With no annotations provided, the description carries full burden for behavioral disclosure but offers minimal information. It states what the tool does but doesn't describe return format, pagination, error conditions, authentication requirements, rate limits, or whether this is a read-only operation. The agent must infer behavior from the tool name alone.

Agents need to know what a tool does to the world before calling it. Descriptions should go beyond structured annotations to explain consequences.

Conciseness5/5

Is the description appropriately sized, front-loaded, and free of redundancy?

The description is a single, efficient sentence with zero wasted words. It's appropriately sized for a simple retrieval tool and front-loads the core purpose immediately.

Shorter descriptions cost fewer tokens and are easier for agents to parse. Every sentence should earn its place.

Completeness2/5

Given the tool's complexity, does the description cover enough for an agent to succeed on first attempt?

For a tool with no annotations and no output schema, the description is insufficiently complete. It doesn't explain what 'collection schemas' include, the response format, or how this differs from other metadata retrieval tools. The agent lacks necessary context to use this tool effectively alongside its siblings.

Complex tools with many parameters or behaviors need more documentation. Simple tools need less. This dimension scales expectations accordingly.

Parameters3/5

Does the description clarify parameter syntax, constraints, interactions, or defaults beyond what the schema provides?

Schema description coverage is 100%, with both parameters ('token' and 'url') well-documented in the schema. The description adds no additional parameter context beyond what the schema provides, so it meets the baseline for adequate but unenriched parameter documentation.

Input schemas describe structure but not intent. Descriptions should explain non-obvious parameter relationships and valid value ranges.

Purpose4/5

Does the description clearly state what the tool does and how it differs from similar tools?

The description clearly states the action ('Get') and target resource ('all collection schemas from Directus'), providing specific verb+resource pairing. However, it doesn't explicitly differentiate from sibling tools like 'getFields' or 'getRelations' that also retrieve metadata, leaving some ambiguity about scope boundaries.

Agents choose between tools based on descriptions. A clear purpose with a specific verb and resource helps agents select the right tool.

Usage Guidelines2/5

Does the description explain when to use this tool, when not to, or what alternatives exist?
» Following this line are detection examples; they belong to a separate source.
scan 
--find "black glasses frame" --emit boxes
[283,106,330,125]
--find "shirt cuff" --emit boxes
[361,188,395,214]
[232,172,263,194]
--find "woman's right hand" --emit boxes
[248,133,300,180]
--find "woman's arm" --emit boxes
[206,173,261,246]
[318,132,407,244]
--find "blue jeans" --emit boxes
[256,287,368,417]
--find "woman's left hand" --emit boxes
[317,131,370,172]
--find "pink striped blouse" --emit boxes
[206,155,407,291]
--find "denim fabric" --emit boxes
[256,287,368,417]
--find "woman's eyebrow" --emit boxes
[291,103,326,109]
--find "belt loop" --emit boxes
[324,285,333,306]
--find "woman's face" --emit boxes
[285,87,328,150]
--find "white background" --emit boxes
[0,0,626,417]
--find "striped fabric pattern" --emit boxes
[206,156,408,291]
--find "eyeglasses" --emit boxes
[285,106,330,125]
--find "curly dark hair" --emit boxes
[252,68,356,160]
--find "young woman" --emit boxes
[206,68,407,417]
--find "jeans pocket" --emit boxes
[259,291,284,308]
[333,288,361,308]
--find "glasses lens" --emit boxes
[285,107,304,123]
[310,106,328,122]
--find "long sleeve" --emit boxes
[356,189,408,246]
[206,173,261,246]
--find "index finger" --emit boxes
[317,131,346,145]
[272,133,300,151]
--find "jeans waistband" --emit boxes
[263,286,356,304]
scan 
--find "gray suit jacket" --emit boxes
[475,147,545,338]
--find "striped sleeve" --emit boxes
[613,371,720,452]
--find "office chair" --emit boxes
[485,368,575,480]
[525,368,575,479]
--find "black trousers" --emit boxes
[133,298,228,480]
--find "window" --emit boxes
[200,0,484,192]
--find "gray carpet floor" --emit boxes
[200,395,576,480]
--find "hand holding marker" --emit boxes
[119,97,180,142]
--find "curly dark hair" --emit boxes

The description provides no guidance on when to use this tool versus alternatives. It doesn't mention prerequisites (like authentication), compare with similar tools (e.g., 'getFields' for field-level metadata), or indicate appropriate contexts for retrieving collection schemas versus other data.

Agents often have multiple tools that could apply. Explicit usage guidance like "use X instead of Y when Z" prevents misuse.